The procedure to determine SFC has been documented in the standard ISO 8292:1991 (AOCS Cd 16b-93 for the US), which describes the precisely controlled sample conditioning and measuring procedures. In cooperation with industry, Da Vinci Europe Laboratory Solutions B.V. (DVE) has developed a robot system that automates all requirements.
A fat sample is taken from a production batch and is divided over a number of 150 x 10 mm glass test tubes. The sample type determines the number of test tubes to be used. Electronics control various peltier-effect heated/cooled tubes racks in a range of 0.0 – 80.0 ± 0.1°C, water/oils baths are no longer required. According to the ISO standard the operator positions the tubes in the 'in-tray' (60.0°C). From now on, the robot takes care of tube transfers to other trays, the NMR for final SFC reading, and discarding analyzed tubes.
After melting at 60.0°C, all sample tubes are cooled to 0.0°C in the following tray, then individual tubes are typically distributed to 10.0, 20.0, 30.0, 35.0, and 40.0°C trays.
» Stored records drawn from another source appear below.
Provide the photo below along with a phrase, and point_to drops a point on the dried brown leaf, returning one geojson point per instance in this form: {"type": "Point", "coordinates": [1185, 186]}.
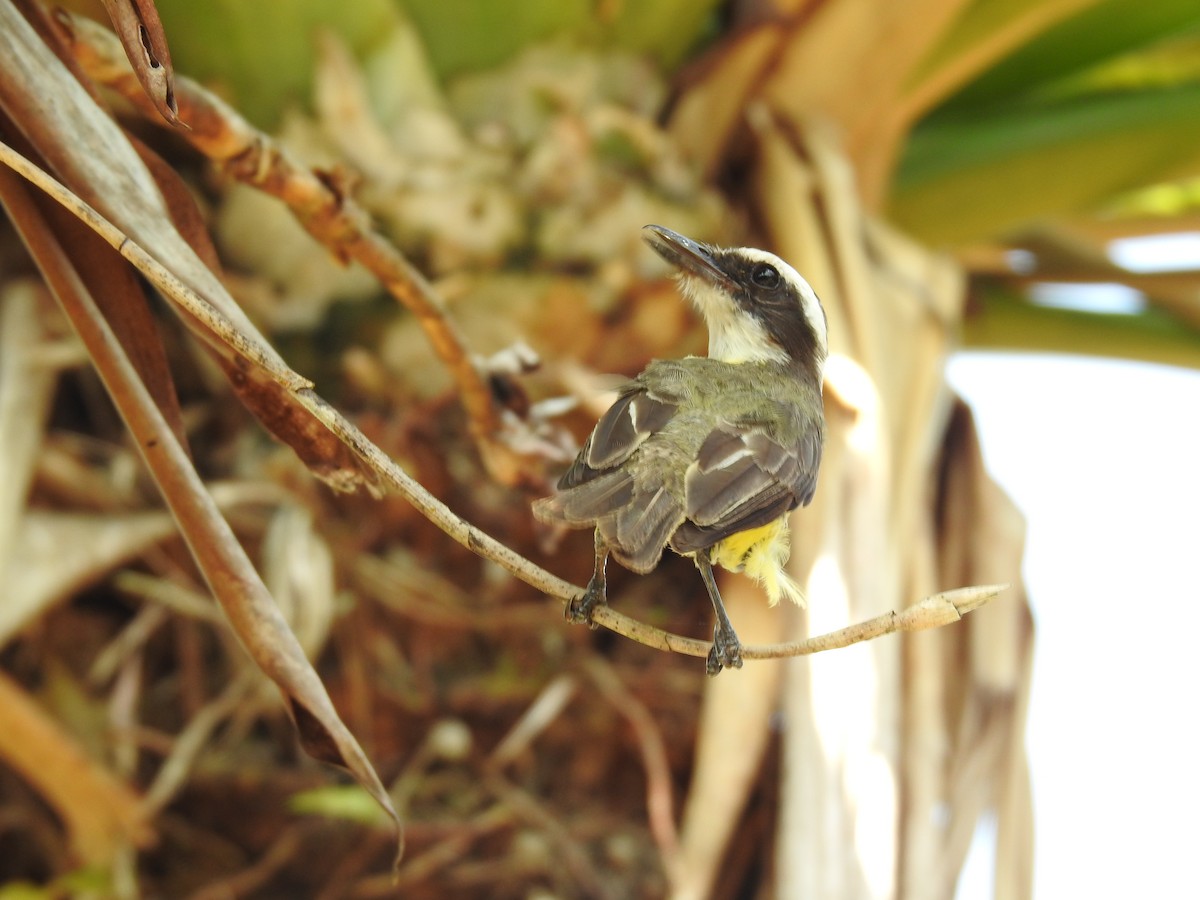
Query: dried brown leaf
{"type": "Point", "coordinates": [256, 619]}
{"type": "Point", "coordinates": [101, 813]}
{"type": "Point", "coordinates": [137, 24]}
{"type": "Point", "coordinates": [27, 385]}
{"type": "Point", "coordinates": [41, 574]}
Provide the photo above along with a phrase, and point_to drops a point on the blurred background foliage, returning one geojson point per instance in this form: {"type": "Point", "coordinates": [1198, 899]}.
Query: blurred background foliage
{"type": "Point", "coordinates": [1083, 130]}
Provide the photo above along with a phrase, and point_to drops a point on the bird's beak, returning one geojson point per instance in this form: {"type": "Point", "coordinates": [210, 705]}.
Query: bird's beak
{"type": "Point", "coordinates": [691, 257]}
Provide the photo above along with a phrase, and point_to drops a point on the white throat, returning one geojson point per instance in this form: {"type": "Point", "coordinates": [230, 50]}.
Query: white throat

After a (ISO) specified time, the SFC value is determined by the NMR and the test tube is discarded.
Critical for the SFC measurement are the accuracy and stability of the tray temperatures, and the custom peltier-effect trays were designed to easily comply with the ISO standards.
Another critical factor is the period of time a tube resides in a tray. The ISO standard specifies these residence times to be in the range 1-180 minutes. The advanced DVE robot scheduling software guaranties accuracy, no matter where the tube is located
The DVE application software integrates NMR control SW (Bruker), temperature control and logging, all wrapped in a comprehensive easy-to-use operator interface. For example, the interface allows easy sample registration using barcodes and each barcode is used to certify all measured details per tubes including tray position, current temperature, origin and NMR results.
After SFC determination, a data set is stored in a local database for laboratory reporting and a sub-set of abstracted data is transmitted to the company LIMS.